“The defendant’s steps don’t have to equal to her husband,” Assistant U.S. Attorney Sara Sweeney told jurors.
Defense attorneys have described Salman as a simple woman with a low IQ who was abused by her husband, and who didn’t know of his plans because he concealed much of his life from her. They will present their closing arguments later Wednesday.
Sweeney said Salman didn’t know that Mateen was going to the Pulse nightclub on the night of the attack — she thought he was at Disney World. They two had visited Disney in the days before the attack, according to one of her statements to federal authorities.
“The target of that terrorist attack was not the Pulse nightclub,” Sweeney said. “The target of the attack was Disney.”
Sweeney showed a video of the Disney Springs complex that captured Mateen walking near the House of Blues club in the hours before the Pulse attack. In it, he looks behind him at police officers standing nearby.
“He had to choose a new target,” she said.
Sweeney said Salman “knowingly engaged in misleading conduct” when she spoke to the FBI in the hours after the attack.

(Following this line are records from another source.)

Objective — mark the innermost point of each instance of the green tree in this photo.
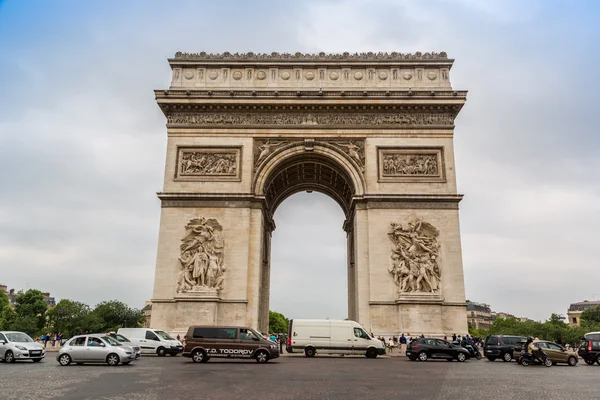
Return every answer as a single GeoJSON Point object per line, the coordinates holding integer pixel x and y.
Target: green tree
{"type": "Point", "coordinates": [113, 314]}
{"type": "Point", "coordinates": [277, 322]}
{"type": "Point", "coordinates": [70, 318]}
{"type": "Point", "coordinates": [31, 306]}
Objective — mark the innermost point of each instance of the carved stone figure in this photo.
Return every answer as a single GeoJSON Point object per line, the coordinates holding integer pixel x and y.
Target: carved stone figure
{"type": "Point", "coordinates": [415, 256]}
{"type": "Point", "coordinates": [409, 164]}
{"type": "Point", "coordinates": [355, 149]}
{"type": "Point", "coordinates": [201, 260]}
{"type": "Point", "coordinates": [201, 163]}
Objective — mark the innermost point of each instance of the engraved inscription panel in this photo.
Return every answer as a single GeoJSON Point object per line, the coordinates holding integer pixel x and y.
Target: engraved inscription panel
{"type": "Point", "coordinates": [411, 164]}
{"type": "Point", "coordinates": [208, 163]}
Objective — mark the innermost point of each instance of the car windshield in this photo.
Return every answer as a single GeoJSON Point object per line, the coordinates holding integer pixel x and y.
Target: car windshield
{"type": "Point", "coordinates": [163, 335]}
{"type": "Point", "coordinates": [18, 337]}
{"type": "Point", "coordinates": [121, 338]}
{"type": "Point", "coordinates": [111, 341]}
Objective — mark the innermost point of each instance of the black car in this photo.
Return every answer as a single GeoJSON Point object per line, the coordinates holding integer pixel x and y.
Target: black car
{"type": "Point", "coordinates": [589, 349]}
{"type": "Point", "coordinates": [501, 346]}
{"type": "Point", "coordinates": [425, 348]}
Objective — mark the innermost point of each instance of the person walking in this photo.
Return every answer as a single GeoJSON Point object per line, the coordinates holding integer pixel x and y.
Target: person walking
{"type": "Point", "coordinates": [402, 349]}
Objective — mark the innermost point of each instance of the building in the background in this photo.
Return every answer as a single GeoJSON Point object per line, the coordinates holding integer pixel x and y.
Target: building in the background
{"type": "Point", "coordinates": [479, 315]}
{"type": "Point", "coordinates": [12, 296]}
{"type": "Point", "coordinates": [147, 310]}
{"type": "Point", "coordinates": [575, 310]}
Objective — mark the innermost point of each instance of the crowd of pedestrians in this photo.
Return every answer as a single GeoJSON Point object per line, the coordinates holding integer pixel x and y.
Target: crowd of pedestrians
{"type": "Point", "coordinates": [401, 342]}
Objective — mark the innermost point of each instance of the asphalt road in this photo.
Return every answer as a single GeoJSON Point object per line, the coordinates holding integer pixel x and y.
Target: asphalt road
{"type": "Point", "coordinates": [319, 378]}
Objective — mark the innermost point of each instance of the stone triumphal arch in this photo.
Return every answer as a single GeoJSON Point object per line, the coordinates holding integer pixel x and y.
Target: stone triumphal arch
{"type": "Point", "coordinates": [373, 131]}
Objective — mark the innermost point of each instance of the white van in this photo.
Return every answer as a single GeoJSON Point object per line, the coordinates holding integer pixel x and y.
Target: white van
{"type": "Point", "coordinates": [325, 336]}
{"type": "Point", "coordinates": [152, 341]}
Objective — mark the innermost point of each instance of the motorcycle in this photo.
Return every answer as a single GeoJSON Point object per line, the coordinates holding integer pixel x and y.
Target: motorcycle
{"type": "Point", "coordinates": [535, 359]}
{"type": "Point", "coordinates": [473, 351]}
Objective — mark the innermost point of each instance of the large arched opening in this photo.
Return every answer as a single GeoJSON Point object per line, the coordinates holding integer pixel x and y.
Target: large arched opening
{"type": "Point", "coordinates": [297, 169]}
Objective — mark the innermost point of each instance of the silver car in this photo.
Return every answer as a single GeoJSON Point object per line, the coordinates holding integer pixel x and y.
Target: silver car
{"type": "Point", "coordinates": [120, 338]}
{"type": "Point", "coordinates": [16, 346]}
{"type": "Point", "coordinates": [95, 348]}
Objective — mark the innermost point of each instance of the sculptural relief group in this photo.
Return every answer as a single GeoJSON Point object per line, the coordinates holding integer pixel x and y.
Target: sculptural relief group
{"type": "Point", "coordinates": [415, 256]}
{"type": "Point", "coordinates": [202, 267]}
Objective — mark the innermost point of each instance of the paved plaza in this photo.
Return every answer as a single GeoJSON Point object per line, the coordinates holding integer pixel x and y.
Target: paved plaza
{"type": "Point", "coordinates": [291, 377]}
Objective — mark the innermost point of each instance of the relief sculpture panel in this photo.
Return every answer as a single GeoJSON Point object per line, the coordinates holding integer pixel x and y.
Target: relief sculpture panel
{"type": "Point", "coordinates": [207, 163]}
{"type": "Point", "coordinates": [202, 269]}
{"type": "Point", "coordinates": [410, 164]}
{"type": "Point", "coordinates": [415, 256]}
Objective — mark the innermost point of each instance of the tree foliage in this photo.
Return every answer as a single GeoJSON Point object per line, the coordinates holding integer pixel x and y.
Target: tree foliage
{"type": "Point", "coordinates": [278, 323]}
{"type": "Point", "coordinates": [553, 329]}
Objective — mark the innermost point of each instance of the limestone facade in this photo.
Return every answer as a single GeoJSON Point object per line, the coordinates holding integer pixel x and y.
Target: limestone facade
{"type": "Point", "coordinates": [374, 131]}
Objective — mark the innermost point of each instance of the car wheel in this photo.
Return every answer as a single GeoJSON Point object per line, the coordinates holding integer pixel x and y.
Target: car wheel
{"type": "Point", "coordinates": [9, 357]}
{"type": "Point", "coordinates": [572, 361]}
{"type": "Point", "coordinates": [310, 352]}
{"type": "Point", "coordinates": [371, 353]}
{"type": "Point", "coordinates": [64, 360]}
{"type": "Point", "coordinates": [112, 359]}
{"type": "Point", "coordinates": [199, 356]}
{"type": "Point", "coordinates": [261, 357]}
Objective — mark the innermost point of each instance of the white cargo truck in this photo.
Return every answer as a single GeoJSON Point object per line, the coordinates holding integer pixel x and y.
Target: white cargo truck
{"type": "Point", "coordinates": [324, 336]}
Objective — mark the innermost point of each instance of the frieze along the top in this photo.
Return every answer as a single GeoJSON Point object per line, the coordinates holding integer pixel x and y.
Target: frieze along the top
{"type": "Point", "coordinates": [322, 56]}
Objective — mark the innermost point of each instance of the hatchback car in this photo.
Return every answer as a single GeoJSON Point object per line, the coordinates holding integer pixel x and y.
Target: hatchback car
{"type": "Point", "coordinates": [589, 348]}
{"type": "Point", "coordinates": [96, 348]}
{"type": "Point", "coordinates": [555, 352]}
{"type": "Point", "coordinates": [120, 338]}
{"type": "Point", "coordinates": [16, 346]}
{"type": "Point", "coordinates": [423, 349]}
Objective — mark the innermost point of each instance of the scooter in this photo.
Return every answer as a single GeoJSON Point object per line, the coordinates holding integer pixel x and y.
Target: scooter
{"type": "Point", "coordinates": [535, 359]}
{"type": "Point", "coordinates": [473, 351]}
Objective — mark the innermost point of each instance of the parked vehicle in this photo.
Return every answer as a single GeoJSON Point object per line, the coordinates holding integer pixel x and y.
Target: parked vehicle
{"type": "Point", "coordinates": [538, 358]}
{"type": "Point", "coordinates": [122, 339]}
{"type": "Point", "coordinates": [201, 343]}
{"type": "Point", "coordinates": [589, 348]}
{"type": "Point", "coordinates": [152, 341]}
{"type": "Point", "coordinates": [325, 336]}
{"type": "Point", "coordinates": [501, 346]}
{"type": "Point", "coordinates": [473, 352]}
{"type": "Point", "coordinates": [95, 348]}
{"type": "Point", "coordinates": [15, 346]}
{"type": "Point", "coordinates": [553, 351]}
{"type": "Point", "coordinates": [423, 349]}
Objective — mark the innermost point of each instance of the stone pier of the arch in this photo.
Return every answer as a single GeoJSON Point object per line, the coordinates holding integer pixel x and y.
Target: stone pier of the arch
{"type": "Point", "coordinates": [373, 131]}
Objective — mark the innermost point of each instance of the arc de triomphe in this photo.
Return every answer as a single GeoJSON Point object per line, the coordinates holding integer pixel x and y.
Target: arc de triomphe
{"type": "Point", "coordinates": [374, 131]}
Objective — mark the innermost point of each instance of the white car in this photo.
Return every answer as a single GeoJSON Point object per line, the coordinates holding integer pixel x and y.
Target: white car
{"type": "Point", "coordinates": [20, 346]}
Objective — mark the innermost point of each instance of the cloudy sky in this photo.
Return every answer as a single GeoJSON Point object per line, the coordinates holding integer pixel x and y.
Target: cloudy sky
{"type": "Point", "coordinates": [82, 141]}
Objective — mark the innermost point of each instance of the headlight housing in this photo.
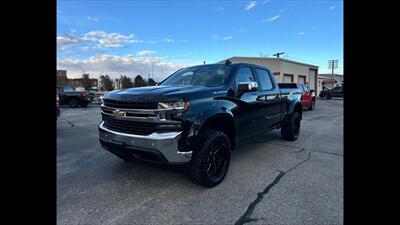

Prosecutors said she claimed her husband didn’t use the internet in their home, but he did. She also told investigators that Mateen had deactivated his Facebook account in 2013, but investigators found that he had an account up until the month of the shooting and was friends with his wife. She said her husband only had one gun when he had three, and that he wasn’t radicalized even though prosecutors said he spent time watching beheading videos and looking at ISIS sites.
Sweeney also said that Mateen had bought a baby stroller and doll at Walmart on June 11 — the day before the attack — and had a plan to hide a gun in the stroller while going to Disney.
The case went to jury deliberation shortly before 1:45 p.m.